Des ténèbres à la lumière

Bonjour,

C’est la première fois de ma vie que j’ai l’opportunité d’écrire un article pour un journal extérieur. Bien sûr je ne vous raconterai pas toute ma vie parce que cela prendrait plus d’une page.
J’ai été élevé dans une famille où l’amour et l’harmonie étaient présents, dans la religion catholique romaine, et je fus un enfant et un adolescent turbulent cherchant sans cesse l’approbation de mon entourage. À l’adolescence, je sentais que je n’étais pas comme les autres ; à l’âge de 18 ans, j’ai touché à mon premier verre d’alcool et ce fut une révélation pour moi : cela me permettait de me sentir comme un homme. Je ne savais pas que ce premier verre deviendrait ma raison de vivre mais malheureusement aussi ma déchéance.

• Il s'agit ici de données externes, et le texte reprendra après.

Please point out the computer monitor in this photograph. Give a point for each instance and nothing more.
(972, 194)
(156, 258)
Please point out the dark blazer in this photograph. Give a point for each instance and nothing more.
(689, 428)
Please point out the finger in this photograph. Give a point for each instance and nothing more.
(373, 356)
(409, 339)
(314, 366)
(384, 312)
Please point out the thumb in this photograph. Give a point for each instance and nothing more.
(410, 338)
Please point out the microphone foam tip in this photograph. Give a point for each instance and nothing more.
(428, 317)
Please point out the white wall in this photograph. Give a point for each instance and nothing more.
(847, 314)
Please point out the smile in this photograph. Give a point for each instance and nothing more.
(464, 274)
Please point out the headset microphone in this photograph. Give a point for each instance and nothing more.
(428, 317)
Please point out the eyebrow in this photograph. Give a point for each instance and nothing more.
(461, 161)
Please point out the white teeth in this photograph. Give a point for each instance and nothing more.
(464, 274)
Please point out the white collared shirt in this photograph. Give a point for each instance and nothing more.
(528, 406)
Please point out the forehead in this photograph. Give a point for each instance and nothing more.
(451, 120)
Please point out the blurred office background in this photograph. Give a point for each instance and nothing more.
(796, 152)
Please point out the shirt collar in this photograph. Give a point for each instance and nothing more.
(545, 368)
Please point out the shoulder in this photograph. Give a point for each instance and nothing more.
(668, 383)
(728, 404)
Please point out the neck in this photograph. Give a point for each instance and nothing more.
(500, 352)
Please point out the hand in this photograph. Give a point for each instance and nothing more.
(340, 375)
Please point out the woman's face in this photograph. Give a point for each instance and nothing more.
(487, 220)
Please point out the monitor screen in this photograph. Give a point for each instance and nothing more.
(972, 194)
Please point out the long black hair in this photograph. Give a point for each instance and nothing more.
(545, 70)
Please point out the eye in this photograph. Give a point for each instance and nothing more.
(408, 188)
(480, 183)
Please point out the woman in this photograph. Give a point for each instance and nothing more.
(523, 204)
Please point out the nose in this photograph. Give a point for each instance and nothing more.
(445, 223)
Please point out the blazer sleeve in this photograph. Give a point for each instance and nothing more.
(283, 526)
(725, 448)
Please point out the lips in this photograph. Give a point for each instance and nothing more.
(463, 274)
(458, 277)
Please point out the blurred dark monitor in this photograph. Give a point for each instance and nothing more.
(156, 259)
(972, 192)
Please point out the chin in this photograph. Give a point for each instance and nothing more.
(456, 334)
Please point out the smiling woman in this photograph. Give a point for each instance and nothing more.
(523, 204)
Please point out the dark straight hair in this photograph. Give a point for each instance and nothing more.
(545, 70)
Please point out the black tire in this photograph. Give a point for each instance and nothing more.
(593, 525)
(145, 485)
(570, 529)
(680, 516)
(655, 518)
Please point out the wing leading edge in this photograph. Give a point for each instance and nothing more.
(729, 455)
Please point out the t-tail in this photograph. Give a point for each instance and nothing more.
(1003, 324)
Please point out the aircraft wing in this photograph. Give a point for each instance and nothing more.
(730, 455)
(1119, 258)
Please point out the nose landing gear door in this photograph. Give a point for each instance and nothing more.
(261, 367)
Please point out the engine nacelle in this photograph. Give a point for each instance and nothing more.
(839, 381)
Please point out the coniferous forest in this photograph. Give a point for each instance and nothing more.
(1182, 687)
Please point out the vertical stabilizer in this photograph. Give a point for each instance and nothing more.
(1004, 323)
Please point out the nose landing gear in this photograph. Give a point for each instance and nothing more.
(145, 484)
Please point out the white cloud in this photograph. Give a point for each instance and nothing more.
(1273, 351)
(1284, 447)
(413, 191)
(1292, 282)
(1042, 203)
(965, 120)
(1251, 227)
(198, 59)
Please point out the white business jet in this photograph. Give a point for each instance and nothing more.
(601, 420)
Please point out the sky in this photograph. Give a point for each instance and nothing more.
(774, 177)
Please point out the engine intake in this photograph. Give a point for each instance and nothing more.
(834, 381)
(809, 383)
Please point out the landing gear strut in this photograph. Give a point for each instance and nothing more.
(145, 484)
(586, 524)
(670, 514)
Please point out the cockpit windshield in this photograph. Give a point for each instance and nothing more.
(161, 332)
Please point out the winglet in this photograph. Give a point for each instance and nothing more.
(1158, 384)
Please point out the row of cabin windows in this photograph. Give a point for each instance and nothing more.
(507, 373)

L’alcool, ce roi associé au prince des ténèbres, a fait de moi un être humain malade et fou. Il a détruit toute ma vie dans toute son entité et m’a amené à être un mort vivant. J’ai alors perdu tout espoir de vivre une vie heureuse et saine. J’accusais Dieu de tous mes malheurs ; j’ai même fait un pacte avec Satan. Ma déchéance m’a alors fait penser au suicide à plusieurs reprises ; j’ai suivi plusieurs thérapies pour m’aider à m’en sortir mais elles n’ont pas fonctionné. J’avais honte de moi et je me sentais très coupable d’être ce que j’étais.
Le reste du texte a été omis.